Potato flour is a wonderful thickening agent that adds flavor and body to dishes like soups. Mix a bit of it in soba noodles or yeast bread and you’ve got something crispy and delicious.
However, it’s not the best pick for replacing buckwheat flour entirely in several dishes. Potato flour is best used as a thickening agent in soups, where it can completely replace buckwheat. For other dishes, remember that it holds a lot of water and can make things too dense. So combine it with other flours for best results.
8. Spelt Flour
Spelt is from a kind of wheat, but it is different from wholewheat. It has gluten, so is not suitable for those looking for a gluten free alternative. It is nutritious, fiber rich, with a nutty and sweet taste and flavor so is a suitable substitute for buckwheat flour.
It is used to make pancakes, cakes, and bread, among other baked goods. Spelt gives an even better taste and texture to foods that require all purpose flour.
9. Chickpea Flour
The vegan-friendly chickpea flour has a lot of nutrients without going overboard with calories. Also known as Garbanzo bean flour, it is popular around the world, including India, Middle East, Italy, and France.
It’s a lovely binding agent with a whole lot of proteins. When replacing buckwheat flour with chickpea flour, you’ll have to contend with a few very noticeable changes.
Chickpea flour will change the taste of the recipe. While some find it very similar to buckwheat, this isn’t a property to take lightly. It might also result in creamier and denser recipes. If that’s your thing, using this four is an absolute win. Alternatively, add more water when doing the substitution!
Is buckwheat flour the same as wheat flour?
Buckwheat has similar nutritional values as wheat flour. However, it is a different grain or rather a pseudocereal with very different taste and texture.

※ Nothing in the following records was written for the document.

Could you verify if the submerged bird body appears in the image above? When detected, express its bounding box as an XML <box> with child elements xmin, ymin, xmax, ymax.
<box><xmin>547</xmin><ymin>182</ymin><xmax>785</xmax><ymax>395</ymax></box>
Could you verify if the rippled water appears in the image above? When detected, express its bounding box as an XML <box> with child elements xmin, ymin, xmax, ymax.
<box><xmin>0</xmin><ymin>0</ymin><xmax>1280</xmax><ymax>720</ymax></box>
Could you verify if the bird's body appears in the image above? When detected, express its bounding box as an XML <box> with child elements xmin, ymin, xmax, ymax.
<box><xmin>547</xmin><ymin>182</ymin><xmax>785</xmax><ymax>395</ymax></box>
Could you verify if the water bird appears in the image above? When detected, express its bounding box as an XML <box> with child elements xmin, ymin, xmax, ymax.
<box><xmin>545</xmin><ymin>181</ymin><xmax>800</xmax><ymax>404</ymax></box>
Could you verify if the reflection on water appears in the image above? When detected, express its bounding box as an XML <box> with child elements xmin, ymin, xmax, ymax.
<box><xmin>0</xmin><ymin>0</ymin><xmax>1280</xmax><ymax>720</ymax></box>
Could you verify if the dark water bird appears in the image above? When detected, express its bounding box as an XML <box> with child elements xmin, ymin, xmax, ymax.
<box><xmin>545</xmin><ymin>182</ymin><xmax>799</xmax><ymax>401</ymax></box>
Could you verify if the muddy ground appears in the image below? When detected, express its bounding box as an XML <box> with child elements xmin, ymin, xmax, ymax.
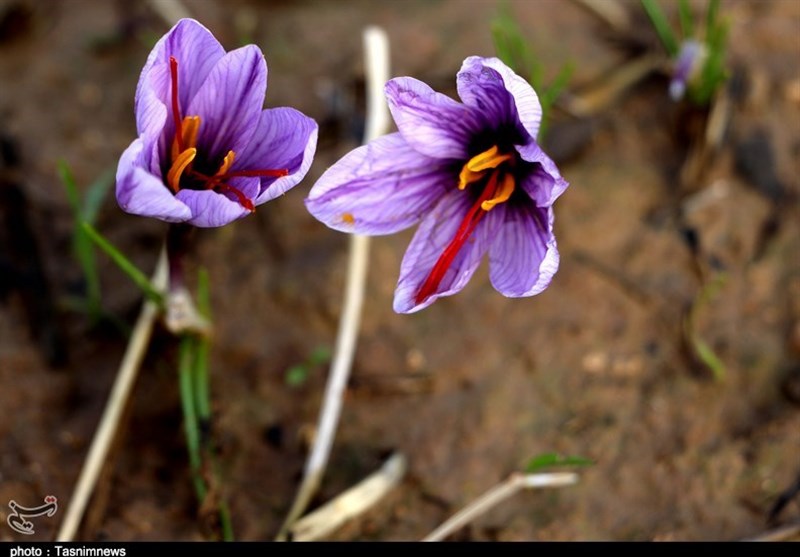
<box><xmin>0</xmin><ymin>0</ymin><xmax>800</xmax><ymax>540</ymax></box>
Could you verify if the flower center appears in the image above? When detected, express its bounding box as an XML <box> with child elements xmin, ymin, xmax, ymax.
<box><xmin>415</xmin><ymin>145</ymin><xmax>515</xmax><ymax>304</ymax></box>
<box><xmin>167</xmin><ymin>56</ymin><xmax>289</xmax><ymax>213</ymax></box>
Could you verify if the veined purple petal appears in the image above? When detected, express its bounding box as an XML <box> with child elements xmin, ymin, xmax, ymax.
<box><xmin>184</xmin><ymin>45</ymin><xmax>267</xmax><ymax>161</ymax></box>
<box><xmin>175</xmin><ymin>186</ymin><xmax>257</xmax><ymax>228</ymax></box>
<box><xmin>306</xmin><ymin>133</ymin><xmax>454</xmax><ymax>235</ymax></box>
<box><xmin>134</xmin><ymin>19</ymin><xmax>225</xmax><ymax>135</ymax></box>
<box><xmin>394</xmin><ymin>189</ymin><xmax>499</xmax><ymax>313</ymax></box>
<box><xmin>232</xmin><ymin>108</ymin><xmax>317</xmax><ymax>205</ymax></box>
<box><xmin>456</xmin><ymin>56</ymin><xmax>542</xmax><ymax>139</ymax></box>
<box><xmin>489</xmin><ymin>206</ymin><xmax>559</xmax><ymax>298</ymax></box>
<box><xmin>516</xmin><ymin>141</ymin><xmax>569</xmax><ymax>207</ymax></box>
<box><xmin>116</xmin><ymin>139</ymin><xmax>192</xmax><ymax>222</ymax></box>
<box><xmin>385</xmin><ymin>77</ymin><xmax>481</xmax><ymax>159</ymax></box>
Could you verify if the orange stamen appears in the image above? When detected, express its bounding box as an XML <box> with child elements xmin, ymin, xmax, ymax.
<box><xmin>167</xmin><ymin>147</ymin><xmax>197</xmax><ymax>193</ymax></box>
<box><xmin>414</xmin><ymin>145</ymin><xmax>515</xmax><ymax>304</ymax></box>
<box><xmin>162</xmin><ymin>56</ymin><xmax>289</xmax><ymax>213</ymax></box>
<box><xmin>414</xmin><ymin>172</ymin><xmax>497</xmax><ymax>304</ymax></box>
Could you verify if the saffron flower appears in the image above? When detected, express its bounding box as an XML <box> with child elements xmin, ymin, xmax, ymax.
<box><xmin>116</xmin><ymin>19</ymin><xmax>317</xmax><ymax>227</ymax></box>
<box><xmin>306</xmin><ymin>56</ymin><xmax>568</xmax><ymax>313</ymax></box>
<box><xmin>669</xmin><ymin>39</ymin><xmax>708</xmax><ymax>101</ymax></box>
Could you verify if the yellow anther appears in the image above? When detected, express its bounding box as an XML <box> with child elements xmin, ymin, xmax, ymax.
<box><xmin>466</xmin><ymin>145</ymin><xmax>512</xmax><ymax>172</ymax></box>
<box><xmin>458</xmin><ymin>145</ymin><xmax>514</xmax><ymax>190</ymax></box>
<box><xmin>172</xmin><ymin>116</ymin><xmax>200</xmax><ymax>160</ymax></box>
<box><xmin>481</xmin><ymin>173</ymin><xmax>514</xmax><ymax>211</ymax></box>
<box><xmin>458</xmin><ymin>164</ymin><xmax>483</xmax><ymax>190</ymax></box>
<box><xmin>167</xmin><ymin>147</ymin><xmax>197</xmax><ymax>193</ymax></box>
<box><xmin>214</xmin><ymin>151</ymin><xmax>236</xmax><ymax>176</ymax></box>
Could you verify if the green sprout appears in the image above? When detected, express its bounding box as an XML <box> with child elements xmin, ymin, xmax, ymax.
<box><xmin>492</xmin><ymin>4</ymin><xmax>575</xmax><ymax>142</ymax></box>
<box><xmin>642</xmin><ymin>0</ymin><xmax>729</xmax><ymax>106</ymax></box>
<box><xmin>283</xmin><ymin>346</ymin><xmax>331</xmax><ymax>388</ymax></box>
<box><xmin>525</xmin><ymin>453</ymin><xmax>594</xmax><ymax>474</ymax></box>
<box><xmin>58</xmin><ymin>160</ymin><xmax>114</xmax><ymax>323</ymax></box>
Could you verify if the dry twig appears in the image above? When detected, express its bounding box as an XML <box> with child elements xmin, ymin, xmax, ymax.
<box><xmin>277</xmin><ymin>27</ymin><xmax>389</xmax><ymax>540</ymax></box>
<box><xmin>422</xmin><ymin>472</ymin><xmax>578</xmax><ymax>542</ymax></box>
<box><xmin>56</xmin><ymin>250</ymin><xmax>167</xmax><ymax>542</ymax></box>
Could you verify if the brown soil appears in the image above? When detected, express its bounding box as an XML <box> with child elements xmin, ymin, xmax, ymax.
<box><xmin>0</xmin><ymin>0</ymin><xmax>800</xmax><ymax>540</ymax></box>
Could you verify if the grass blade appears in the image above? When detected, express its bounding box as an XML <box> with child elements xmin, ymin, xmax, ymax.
<box><xmin>81</xmin><ymin>221</ymin><xmax>164</xmax><ymax>308</ymax></box>
<box><xmin>642</xmin><ymin>0</ymin><xmax>678</xmax><ymax>57</ymax></box>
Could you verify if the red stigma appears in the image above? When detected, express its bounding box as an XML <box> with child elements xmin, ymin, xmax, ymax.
<box><xmin>166</xmin><ymin>56</ymin><xmax>289</xmax><ymax>213</ymax></box>
<box><xmin>414</xmin><ymin>173</ymin><xmax>497</xmax><ymax>305</ymax></box>
<box><xmin>169</xmin><ymin>56</ymin><xmax>183</xmax><ymax>153</ymax></box>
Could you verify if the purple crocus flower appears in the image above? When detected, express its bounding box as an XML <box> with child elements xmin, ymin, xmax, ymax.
<box><xmin>669</xmin><ymin>39</ymin><xmax>706</xmax><ymax>101</ymax></box>
<box><xmin>306</xmin><ymin>56</ymin><xmax>568</xmax><ymax>313</ymax></box>
<box><xmin>117</xmin><ymin>19</ymin><xmax>317</xmax><ymax>227</ymax></box>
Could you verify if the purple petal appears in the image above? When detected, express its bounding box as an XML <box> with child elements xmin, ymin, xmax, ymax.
<box><xmin>456</xmin><ymin>56</ymin><xmax>542</xmax><ymax>139</ymax></box>
<box><xmin>306</xmin><ymin>133</ymin><xmax>454</xmax><ymax>235</ymax></box>
<box><xmin>134</xmin><ymin>19</ymin><xmax>225</xmax><ymax>139</ymax></box>
<box><xmin>232</xmin><ymin>108</ymin><xmax>317</xmax><ymax>205</ymax></box>
<box><xmin>516</xmin><ymin>142</ymin><xmax>569</xmax><ymax>207</ymax></box>
<box><xmin>385</xmin><ymin>77</ymin><xmax>482</xmax><ymax>159</ymax></box>
<box><xmin>394</xmin><ymin>189</ymin><xmax>498</xmax><ymax>313</ymax></box>
<box><xmin>117</xmin><ymin>139</ymin><xmax>192</xmax><ymax>222</ymax></box>
<box><xmin>184</xmin><ymin>45</ymin><xmax>267</xmax><ymax>161</ymax></box>
<box><xmin>175</xmin><ymin>186</ymin><xmax>250</xmax><ymax>228</ymax></box>
<box><xmin>489</xmin><ymin>206</ymin><xmax>559</xmax><ymax>298</ymax></box>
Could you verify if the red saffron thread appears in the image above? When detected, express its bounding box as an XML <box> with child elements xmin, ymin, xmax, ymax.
<box><xmin>414</xmin><ymin>172</ymin><xmax>497</xmax><ymax>304</ymax></box>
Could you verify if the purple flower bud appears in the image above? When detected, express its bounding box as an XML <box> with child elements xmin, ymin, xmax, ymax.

What is the difference between buckwheat flour and regular flour?
Buckwheat flour is gluten free. It also absorbs more liquid than regular flour.
How do I substitute all-purpose flour for buckwheat flour?
When you use a gluten free buckwheat flour substitute, you may need to add other starchy products (or egg) to bind the flour together. If you use a flour containing gluten, you will not have to face this issue.
Instead of buckwheat flour, you can use rice flour, wholewheat flour, quinoa flour, oat flour, sorghum flour, spelt flour or one of the many other flours available. Your recipe may require tweaking to get the results you want, since each flour has its own flavor and moisture absorbing qualities. You may need to experiment a bit to see which one works for you.